I cloned the latest version. I also run the test data obtained by sh get_fastq.sh It seem that my compiled version can not work well on my computer.

[user] git show
commit 1565968608b6da189d8ba2324cb8c946fb1b6f53
Merge: e16dfa9 37226e8
Author: Lucas <lrog@users.noreply.github.com>
Date:   Thu Nov 22 18:47:44 2018 +0000

    Merge pull request #5 from refresh-bio/fix-empty-bins

    Fix for error when trying to pack empty bins
sh fastore_compress.sh --max --in test_1.fq --out COMP --threads 24
fastore_compress.sh: line 227: 117378 Segmentation fault      $FASTORE_REBIN e "-i$TMP_BIN" "-o$TMP_REBIN-2" "-t$TH_REBIN" $PAR_REBIN_C1 $PAR_PE -p2

And it seems that the makefile is not robust on my computer. Some problems occurred when compiling FaStore. I need to modify the file Makefile.
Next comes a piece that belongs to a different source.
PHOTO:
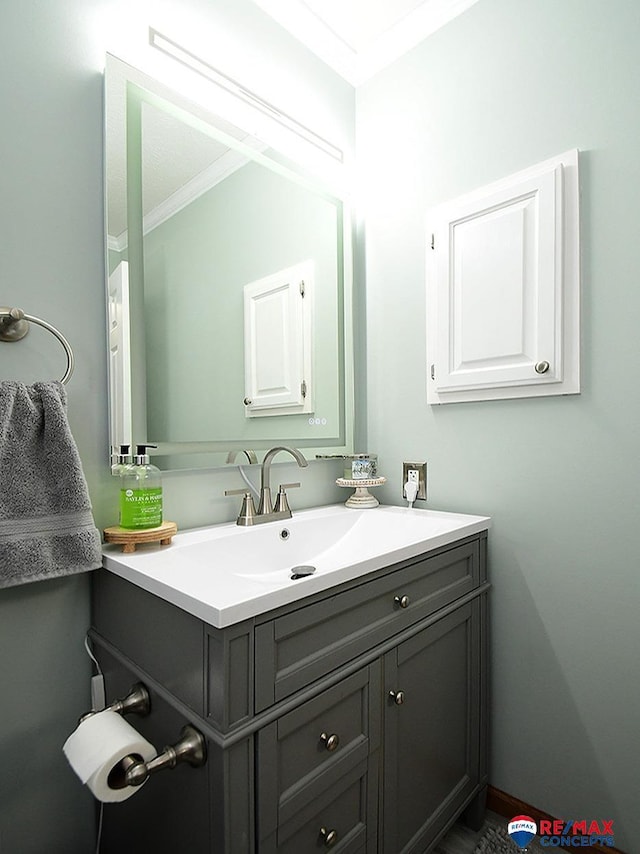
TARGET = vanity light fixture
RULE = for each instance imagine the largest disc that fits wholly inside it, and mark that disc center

It is caused by different version of Make?

When make in the folder 'fastore'

cd fastore/fastore_bin && make fastore_bin
make[1]: Entering directory `/data/yuansliu/FaStore/fastore/fastore_bin'
.
.
.
echo "#include \"version.h\"" > version.cpp
echo "std::string GetCompilationTime() {return std::string(__DATE__) + \" -- \" + std::string(__TIME__);}" >> version.cpp
echo "std::string GetAppVersion() {return \"0.8.0\";}" >> version.cpp
g++ -m64 -D_FILE_OFFSET_BITS=64 -D_LARGEFILE_SOURCE -std=c++11 -pthread -DNDEBUG -O2  -static -Wl,--whole-archive -lpthread -Wl,--no-whole-archive -o fastore_bin main.cpp version.cpp BinModule.o BinOperator.o BinFile.o FastqPacker.o FastqCategorizer.o FastqParser.o FastqStream.o FileStream.o Stats.o /data/yuansliu/FaStore/fastore/fastore_pack/codebook.o /data/yuansliu/FaStore/fastore/fastore_pack/distortion.o /data/yuansliu/FaStore/fastore/fastore_pack/pmf.o /data/yuansliu/FaStore/fastore/fastore_pack/quantizer.o /data/yuansliu/FaStore/fastore/fastore_pack/util.o /data/yuansliu/FaStore/fastore/fastore_pack/well.o /data/yuansliu/FaStore/fastore/fastore_bin/QVZ.o -lz
/opt/rh/devtoolset-4/root/usr/libexec/gcc/x86_64-redhat-linux/5.3.1/ld: cannot find -lpthread
/opt/rh/devtoolset-4/root/usr/libexec/gcc/x86_64-redhat-linux/5.3.1/ld: cannot find -lz
/opt/rh/devtoolset-4/root/usr/libexec/gcc/x86_64-redhat-linux/5.3.1/ld: cannot find -lm
/opt/rh/devtoolset-4/root/usr/libexec/gcc/x86_64-redhat-linux/5.3.1/ld: cannot find -lpthread
/opt/rh/devtoolset-4/root/usr/libexec/gcc/x86_64-redhat-linux/5.3.1/ld: cannot find -lc
collect2: error: ld returned 1 exit status

Then, I compile them in their subfolder.

[yuansliu@vulcan3 fastore_bin]$ make
echo "#include \"version.h\"" > version.cpp
echo "std::string GetCompilationTime() {return std::string(__DATE__) + \" -- \" + std::string(__TIME__);}" >> version.cpp
echo "std::string GetAppVersion() {return \"0.8.0\";}" >> version.cpp
g++ -m64 -D_FILE_OFFSET_BITS=64 -D_LARGEFILE_SOURCE -std=c++11 -pthread -DNDEBUG -O2 -flto -fwhole-program  -o fastore_bin main.cpp version.cpp BinModule.o BinOperator.o BinFile.o FastqPacker.o FastqCategorizer.o FastqParser.o FastqStream.o FileStream.o Stats.o  -lz
BinFile.o: In function `BinFileWriter::BinFileWriter()':
BinFile.cpp:(.text+0x682): undefined reference to `QvzCodebook::QvzCodebook()'
BinFile.cpp:(.text+0x77d): undefined reference to `QvzCodebook::~QvzCodebook()'
...
...
...
Stats.cpp:(.text+0x4e0): undefined reference to `pmf_increment(pmf_t*, unsigned int)'
collect2: error: ld returned 1 exit status
[user] make --version
GNU Make 3.82
Built for x86_64-redhat-linux-gnu
Copyright (C) 2010  Free Software Foundation, Inc.
License GPLv3+: GNU GPL version 3 or later <http://gnu.org/licenses/gpl.html>
This is free software: you are free to change and redistribute it.
There is NO WARRANTY, to the extent permitted by law.